Gloria Schulze, then 31, was charged with manslaughter in July 1994 over the death of 21-year-old Angela Maher in Scottsdale, Arizona, but vanished before she could stand trial. Prosecutors said that Schulze had been driving under the influence of alcohol and marijuana, and she was eventually convicted in absentia in 2001.

Now, police say they have tracked Schulze to the remote Canadian town of Yellowknife, population 20,340, where she died of cancer in 2009 having changed her name to Kate Dooley.

“It really tormented my mom, not knowing what happened to Gloria Schulze,” Maher’s older brother, Don Maher, told Fox 10 Phoenix. “At least now, the story is done. We can turn the page and move on.”

After being featured on the TV show Unsolved Mysteries in 1996, Schulze’s case went cold for nearly three decades, and her family said they never heard from her again.

In 2020, however, Schulze’s brother contacted the Scottsdale Police Department and said he had received an anonymous phone call claiming that Schulze had died in Canada.

Investigators found online tributes and obituaries for Kate Dooley, with photos that closely resembled a police mock-up of how Schulze might look at age 47.

Scottsdale police then liaised with the Royal Canadian Mounted Police, who confirmed that Dooley had been arrested in 2009 for driving under the influence and that they had her fingerprints on file.

In April this year, the results came back: the fingerprints matched, and Dooley and Schulze were the same person.

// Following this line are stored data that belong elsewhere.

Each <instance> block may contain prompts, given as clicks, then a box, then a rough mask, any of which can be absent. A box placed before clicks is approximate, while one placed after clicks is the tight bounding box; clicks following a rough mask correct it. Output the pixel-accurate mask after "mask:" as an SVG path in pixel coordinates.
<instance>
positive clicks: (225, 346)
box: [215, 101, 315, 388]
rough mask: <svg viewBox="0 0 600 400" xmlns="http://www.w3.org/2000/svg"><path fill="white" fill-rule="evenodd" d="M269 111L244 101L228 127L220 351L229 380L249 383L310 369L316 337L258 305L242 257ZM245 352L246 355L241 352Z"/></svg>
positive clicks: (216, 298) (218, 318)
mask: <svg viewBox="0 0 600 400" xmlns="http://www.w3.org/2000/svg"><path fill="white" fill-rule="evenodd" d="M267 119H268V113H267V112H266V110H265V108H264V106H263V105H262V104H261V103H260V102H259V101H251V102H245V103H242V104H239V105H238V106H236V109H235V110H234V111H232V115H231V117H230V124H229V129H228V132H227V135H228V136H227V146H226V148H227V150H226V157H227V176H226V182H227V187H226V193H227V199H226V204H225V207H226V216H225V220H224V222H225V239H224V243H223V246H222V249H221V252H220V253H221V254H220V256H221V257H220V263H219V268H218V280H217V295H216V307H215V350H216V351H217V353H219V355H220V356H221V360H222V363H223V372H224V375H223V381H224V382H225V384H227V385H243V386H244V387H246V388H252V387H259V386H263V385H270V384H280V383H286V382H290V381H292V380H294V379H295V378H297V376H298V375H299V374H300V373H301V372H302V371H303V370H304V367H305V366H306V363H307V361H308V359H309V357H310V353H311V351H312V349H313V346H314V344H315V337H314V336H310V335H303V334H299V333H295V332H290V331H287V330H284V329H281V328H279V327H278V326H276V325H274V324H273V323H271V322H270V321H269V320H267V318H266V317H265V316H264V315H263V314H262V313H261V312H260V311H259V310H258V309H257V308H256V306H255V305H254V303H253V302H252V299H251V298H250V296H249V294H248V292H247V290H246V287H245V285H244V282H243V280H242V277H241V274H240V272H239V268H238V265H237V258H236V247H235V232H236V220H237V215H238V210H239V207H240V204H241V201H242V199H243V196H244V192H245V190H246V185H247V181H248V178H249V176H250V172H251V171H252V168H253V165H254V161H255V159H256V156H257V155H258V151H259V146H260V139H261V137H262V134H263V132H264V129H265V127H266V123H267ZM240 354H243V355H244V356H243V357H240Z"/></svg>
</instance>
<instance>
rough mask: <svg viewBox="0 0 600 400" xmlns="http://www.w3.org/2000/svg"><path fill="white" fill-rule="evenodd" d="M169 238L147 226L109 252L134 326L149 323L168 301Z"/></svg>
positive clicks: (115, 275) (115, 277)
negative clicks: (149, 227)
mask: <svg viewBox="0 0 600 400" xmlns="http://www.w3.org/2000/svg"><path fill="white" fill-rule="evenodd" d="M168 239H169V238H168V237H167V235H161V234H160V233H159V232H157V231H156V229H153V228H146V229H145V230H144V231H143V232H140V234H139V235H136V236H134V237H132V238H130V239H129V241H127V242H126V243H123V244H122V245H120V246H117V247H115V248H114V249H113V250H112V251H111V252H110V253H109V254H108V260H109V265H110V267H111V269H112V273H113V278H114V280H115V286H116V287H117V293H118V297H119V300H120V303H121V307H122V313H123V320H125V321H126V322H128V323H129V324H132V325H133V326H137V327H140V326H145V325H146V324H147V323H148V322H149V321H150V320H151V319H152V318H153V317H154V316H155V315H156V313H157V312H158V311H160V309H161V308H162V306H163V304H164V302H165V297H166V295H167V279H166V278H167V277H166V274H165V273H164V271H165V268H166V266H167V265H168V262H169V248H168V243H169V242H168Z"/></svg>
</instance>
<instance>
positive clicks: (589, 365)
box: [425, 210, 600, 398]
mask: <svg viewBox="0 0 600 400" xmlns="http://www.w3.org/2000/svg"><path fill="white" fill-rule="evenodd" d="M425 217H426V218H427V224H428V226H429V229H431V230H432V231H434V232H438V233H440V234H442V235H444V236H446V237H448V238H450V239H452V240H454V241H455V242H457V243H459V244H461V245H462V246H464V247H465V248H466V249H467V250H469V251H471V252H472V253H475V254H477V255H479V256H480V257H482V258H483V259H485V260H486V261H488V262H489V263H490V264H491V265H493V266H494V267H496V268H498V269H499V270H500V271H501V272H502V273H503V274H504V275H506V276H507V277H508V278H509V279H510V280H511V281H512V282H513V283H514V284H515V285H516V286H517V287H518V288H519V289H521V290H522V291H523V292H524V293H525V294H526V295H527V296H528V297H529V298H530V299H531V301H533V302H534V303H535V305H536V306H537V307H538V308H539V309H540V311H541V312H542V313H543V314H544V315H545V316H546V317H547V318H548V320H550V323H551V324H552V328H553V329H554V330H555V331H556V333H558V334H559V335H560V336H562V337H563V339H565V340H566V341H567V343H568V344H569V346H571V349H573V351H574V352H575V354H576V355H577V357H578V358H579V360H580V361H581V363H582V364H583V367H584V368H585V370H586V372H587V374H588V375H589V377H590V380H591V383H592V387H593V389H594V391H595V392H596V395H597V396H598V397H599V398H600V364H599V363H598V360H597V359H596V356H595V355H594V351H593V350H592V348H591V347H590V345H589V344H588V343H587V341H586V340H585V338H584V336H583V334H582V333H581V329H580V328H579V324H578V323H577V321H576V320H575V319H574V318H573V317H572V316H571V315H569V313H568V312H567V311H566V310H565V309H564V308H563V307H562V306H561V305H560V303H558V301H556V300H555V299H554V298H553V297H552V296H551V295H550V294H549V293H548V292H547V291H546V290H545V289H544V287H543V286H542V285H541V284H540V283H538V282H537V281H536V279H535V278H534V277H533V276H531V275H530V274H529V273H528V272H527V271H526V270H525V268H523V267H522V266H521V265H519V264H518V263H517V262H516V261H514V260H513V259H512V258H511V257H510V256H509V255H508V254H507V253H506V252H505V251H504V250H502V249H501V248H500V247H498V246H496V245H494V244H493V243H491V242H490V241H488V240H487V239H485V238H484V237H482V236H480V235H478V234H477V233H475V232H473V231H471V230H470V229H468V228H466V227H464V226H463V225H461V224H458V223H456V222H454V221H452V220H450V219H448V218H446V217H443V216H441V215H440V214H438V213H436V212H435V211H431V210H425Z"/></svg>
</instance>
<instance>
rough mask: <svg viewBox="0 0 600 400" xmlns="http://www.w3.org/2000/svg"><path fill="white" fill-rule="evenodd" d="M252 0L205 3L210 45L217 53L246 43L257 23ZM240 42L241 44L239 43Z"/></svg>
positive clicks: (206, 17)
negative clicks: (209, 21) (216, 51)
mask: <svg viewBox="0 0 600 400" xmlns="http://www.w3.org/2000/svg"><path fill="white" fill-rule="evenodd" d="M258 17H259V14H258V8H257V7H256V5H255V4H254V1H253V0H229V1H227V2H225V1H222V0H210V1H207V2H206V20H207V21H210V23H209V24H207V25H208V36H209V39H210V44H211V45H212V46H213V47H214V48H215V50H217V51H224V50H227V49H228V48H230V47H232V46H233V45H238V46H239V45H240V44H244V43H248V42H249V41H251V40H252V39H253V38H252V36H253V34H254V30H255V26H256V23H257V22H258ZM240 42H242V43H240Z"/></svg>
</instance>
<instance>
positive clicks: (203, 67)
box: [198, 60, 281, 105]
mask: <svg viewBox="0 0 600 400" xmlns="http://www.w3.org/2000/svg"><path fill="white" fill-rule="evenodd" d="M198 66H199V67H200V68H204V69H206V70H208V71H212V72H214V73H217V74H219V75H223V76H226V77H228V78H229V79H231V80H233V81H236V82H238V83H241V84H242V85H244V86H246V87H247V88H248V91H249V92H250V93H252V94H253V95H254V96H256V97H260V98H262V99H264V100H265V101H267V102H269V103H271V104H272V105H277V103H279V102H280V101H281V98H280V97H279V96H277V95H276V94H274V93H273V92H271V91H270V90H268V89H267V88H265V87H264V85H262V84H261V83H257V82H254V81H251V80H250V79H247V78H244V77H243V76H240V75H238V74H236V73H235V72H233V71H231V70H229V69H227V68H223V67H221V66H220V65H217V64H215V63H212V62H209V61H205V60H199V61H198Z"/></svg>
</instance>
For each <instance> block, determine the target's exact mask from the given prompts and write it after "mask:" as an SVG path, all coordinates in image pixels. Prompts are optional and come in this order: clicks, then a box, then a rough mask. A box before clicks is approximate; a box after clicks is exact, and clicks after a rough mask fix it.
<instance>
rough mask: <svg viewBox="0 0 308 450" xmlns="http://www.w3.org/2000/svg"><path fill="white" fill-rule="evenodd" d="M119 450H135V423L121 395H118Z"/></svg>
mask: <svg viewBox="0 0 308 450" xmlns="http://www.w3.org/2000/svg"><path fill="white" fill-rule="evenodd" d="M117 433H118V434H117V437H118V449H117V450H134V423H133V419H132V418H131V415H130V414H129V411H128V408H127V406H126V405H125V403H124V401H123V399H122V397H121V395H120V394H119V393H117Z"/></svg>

Yellowknife is the only city in Canada’s vast, rugged Northwest Territories, which are the historic home of various Inuit, Dene, and Cree indigenous nations and have an estimated population density of just 0.08 people per square mile.

“To be honest, we always thought she was in Mexico. But it makes sense that you would go somewhere that remote... [where] people don’t pay attention,” Don Maher told Fox 10.

“It’s bittersweet. It’s sad that my mother passed away before knowing the outcome. But it’s also a happy ending in the sense that we now know what happened to [Angela].”